Мать притянула кудрявую темную копну сына, поцеловала в лоб и перекрестила голову. Впрочем, в голове и таились все опасности. Она-то это знала.
Отец подал руку остраненно.
- Подумай над всем, что произошло! - сказал наставительно и, понизив тон: - И завиральные идеи эти - брось!..
Сын пожал холодную высокомерную руку.
- Привет всем! - выдавил из себя. - Жуковскому, Карамзиным... Скажите - жду новых томов!
- Скажем, скажем! Непременно скажем! - засуетился вдруг отец. - И Екатерине Андревне передам твой привет! - Он снова был сам собой - на высоте и говорил с сыном о возвышенном. Как положено родителю. Он сызнова был приятелем Карамзина, родней по духу Жуковского, Вяземского... Их много связывало ссыном. - Пиши, не ленись! - добавил на всякий случай. Кто, как не он, отец, обязан быть в курсе литературных интересов сына?
Ольга подошла неловко, уронила головку на грудь. Он обнял ее и поднял - она заболтала ногами в воздухе.

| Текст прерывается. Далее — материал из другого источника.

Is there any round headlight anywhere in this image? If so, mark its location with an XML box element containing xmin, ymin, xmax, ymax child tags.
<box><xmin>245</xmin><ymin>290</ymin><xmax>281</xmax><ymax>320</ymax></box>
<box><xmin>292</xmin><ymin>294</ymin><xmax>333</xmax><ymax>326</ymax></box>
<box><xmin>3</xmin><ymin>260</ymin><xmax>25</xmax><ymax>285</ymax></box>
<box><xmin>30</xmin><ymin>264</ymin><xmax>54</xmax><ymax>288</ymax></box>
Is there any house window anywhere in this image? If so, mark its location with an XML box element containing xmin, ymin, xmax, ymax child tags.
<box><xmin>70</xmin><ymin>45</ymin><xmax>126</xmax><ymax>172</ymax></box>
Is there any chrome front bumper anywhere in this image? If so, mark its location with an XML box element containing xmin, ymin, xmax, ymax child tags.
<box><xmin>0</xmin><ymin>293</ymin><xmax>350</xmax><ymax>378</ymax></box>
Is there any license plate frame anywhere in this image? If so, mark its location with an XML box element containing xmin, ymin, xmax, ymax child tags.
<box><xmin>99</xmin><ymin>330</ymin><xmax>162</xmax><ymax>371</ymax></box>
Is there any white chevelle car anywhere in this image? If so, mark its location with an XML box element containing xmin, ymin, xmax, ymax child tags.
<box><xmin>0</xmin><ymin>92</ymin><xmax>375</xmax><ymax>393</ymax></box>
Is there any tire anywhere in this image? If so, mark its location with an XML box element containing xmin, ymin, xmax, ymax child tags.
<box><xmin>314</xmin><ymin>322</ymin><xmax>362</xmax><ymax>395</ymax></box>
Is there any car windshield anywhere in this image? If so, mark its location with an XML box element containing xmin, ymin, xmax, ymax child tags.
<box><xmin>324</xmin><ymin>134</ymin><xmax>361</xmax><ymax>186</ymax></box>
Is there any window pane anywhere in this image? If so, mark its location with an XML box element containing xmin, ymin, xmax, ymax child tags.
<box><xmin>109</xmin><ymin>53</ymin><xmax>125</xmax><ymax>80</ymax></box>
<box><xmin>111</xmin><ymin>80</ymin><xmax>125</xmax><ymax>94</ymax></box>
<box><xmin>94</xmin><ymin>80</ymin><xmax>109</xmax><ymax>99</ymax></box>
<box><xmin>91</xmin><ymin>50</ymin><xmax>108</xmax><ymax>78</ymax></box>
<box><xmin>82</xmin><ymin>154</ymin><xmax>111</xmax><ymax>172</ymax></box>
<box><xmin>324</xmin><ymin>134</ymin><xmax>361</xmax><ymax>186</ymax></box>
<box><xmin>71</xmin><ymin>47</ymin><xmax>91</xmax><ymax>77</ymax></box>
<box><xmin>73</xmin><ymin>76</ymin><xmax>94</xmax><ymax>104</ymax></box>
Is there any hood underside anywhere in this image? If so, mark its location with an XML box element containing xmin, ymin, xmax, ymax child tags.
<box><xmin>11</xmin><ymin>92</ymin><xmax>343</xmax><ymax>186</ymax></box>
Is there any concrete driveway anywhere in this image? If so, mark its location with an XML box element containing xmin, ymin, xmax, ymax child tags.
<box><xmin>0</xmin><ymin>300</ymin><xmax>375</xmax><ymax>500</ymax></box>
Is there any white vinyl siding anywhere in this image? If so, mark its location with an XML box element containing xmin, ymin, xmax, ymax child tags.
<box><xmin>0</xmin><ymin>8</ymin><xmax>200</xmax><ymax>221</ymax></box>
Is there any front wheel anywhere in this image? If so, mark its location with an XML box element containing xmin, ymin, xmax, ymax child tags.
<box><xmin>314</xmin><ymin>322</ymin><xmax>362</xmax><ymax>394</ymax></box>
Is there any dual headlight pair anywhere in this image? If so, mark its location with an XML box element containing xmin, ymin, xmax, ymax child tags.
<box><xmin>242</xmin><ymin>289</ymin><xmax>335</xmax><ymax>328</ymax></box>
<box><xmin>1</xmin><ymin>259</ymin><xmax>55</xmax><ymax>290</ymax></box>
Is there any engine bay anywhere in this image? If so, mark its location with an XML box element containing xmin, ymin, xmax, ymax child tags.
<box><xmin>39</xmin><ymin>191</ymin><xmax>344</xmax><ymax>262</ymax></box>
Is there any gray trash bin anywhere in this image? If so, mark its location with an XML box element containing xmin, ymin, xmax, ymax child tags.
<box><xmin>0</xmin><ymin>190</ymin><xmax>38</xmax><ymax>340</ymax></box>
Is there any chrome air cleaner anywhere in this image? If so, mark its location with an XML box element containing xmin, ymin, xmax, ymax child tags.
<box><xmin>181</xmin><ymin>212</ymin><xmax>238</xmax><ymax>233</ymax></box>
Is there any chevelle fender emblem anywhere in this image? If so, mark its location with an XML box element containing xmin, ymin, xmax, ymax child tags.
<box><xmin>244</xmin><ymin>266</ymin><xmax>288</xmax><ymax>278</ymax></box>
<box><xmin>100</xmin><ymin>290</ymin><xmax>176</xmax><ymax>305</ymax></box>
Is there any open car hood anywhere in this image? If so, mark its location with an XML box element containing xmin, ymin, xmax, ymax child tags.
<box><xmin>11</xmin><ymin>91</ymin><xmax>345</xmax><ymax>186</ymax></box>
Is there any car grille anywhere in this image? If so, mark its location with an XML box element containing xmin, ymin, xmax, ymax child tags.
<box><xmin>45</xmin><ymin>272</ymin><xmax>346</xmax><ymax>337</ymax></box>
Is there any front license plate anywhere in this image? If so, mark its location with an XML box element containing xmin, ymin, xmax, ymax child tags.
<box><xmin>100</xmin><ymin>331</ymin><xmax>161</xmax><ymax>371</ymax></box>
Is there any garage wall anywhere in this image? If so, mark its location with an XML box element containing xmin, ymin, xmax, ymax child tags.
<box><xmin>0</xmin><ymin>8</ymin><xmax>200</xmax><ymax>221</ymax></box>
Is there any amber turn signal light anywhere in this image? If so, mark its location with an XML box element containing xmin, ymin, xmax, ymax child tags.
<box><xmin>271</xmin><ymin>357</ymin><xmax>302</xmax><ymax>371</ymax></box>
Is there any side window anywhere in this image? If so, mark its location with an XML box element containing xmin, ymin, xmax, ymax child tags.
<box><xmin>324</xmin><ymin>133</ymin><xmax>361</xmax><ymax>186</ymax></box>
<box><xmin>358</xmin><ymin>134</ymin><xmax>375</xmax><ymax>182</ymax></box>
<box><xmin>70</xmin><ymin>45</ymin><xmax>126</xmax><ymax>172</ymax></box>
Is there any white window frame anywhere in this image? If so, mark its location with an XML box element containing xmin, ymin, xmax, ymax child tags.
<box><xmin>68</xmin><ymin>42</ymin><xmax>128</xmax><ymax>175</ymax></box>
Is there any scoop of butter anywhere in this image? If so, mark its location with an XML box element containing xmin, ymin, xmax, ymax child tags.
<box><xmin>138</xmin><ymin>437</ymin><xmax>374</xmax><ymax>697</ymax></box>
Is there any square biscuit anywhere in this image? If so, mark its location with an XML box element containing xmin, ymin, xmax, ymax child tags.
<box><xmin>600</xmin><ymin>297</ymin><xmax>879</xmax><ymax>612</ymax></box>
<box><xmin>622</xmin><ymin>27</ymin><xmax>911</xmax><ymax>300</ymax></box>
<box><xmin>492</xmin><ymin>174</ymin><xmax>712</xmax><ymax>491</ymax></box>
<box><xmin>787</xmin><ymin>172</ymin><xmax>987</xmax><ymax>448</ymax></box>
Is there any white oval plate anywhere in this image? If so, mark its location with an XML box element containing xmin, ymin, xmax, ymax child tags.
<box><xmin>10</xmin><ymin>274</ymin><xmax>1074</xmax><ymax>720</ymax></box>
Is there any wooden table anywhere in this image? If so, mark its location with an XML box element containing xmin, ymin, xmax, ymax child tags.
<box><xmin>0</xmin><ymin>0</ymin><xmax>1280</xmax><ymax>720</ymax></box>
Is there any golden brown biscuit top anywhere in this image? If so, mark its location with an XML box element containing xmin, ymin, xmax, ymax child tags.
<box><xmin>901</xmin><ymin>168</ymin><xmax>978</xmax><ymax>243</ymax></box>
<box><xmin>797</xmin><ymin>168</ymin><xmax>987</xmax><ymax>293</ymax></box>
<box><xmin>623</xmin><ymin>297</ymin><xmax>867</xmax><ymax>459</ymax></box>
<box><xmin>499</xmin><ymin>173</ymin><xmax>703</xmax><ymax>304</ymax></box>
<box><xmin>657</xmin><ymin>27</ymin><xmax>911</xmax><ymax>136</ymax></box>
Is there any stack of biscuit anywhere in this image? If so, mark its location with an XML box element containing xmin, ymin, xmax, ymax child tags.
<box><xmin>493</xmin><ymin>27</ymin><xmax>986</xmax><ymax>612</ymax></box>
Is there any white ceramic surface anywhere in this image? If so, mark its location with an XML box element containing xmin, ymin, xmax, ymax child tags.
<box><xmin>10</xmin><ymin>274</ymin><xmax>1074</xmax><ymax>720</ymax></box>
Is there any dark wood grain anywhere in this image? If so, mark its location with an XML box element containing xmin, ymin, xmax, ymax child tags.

- Береги себя! - шептала она. - Береги!..
- Ольга, Ольга! Это уж вовсе не комильфо! - попенял Сергей Львович.
- Оставьте их в покое! Она сестра ему! - буркнула Надежда Осиповна и села в карету.
Все отъезжающие уселись в карету, а возки дернулись, готовые тронуться за ней.
- Приезжайте снова! - махали дружно дворовые. - Приезжайте!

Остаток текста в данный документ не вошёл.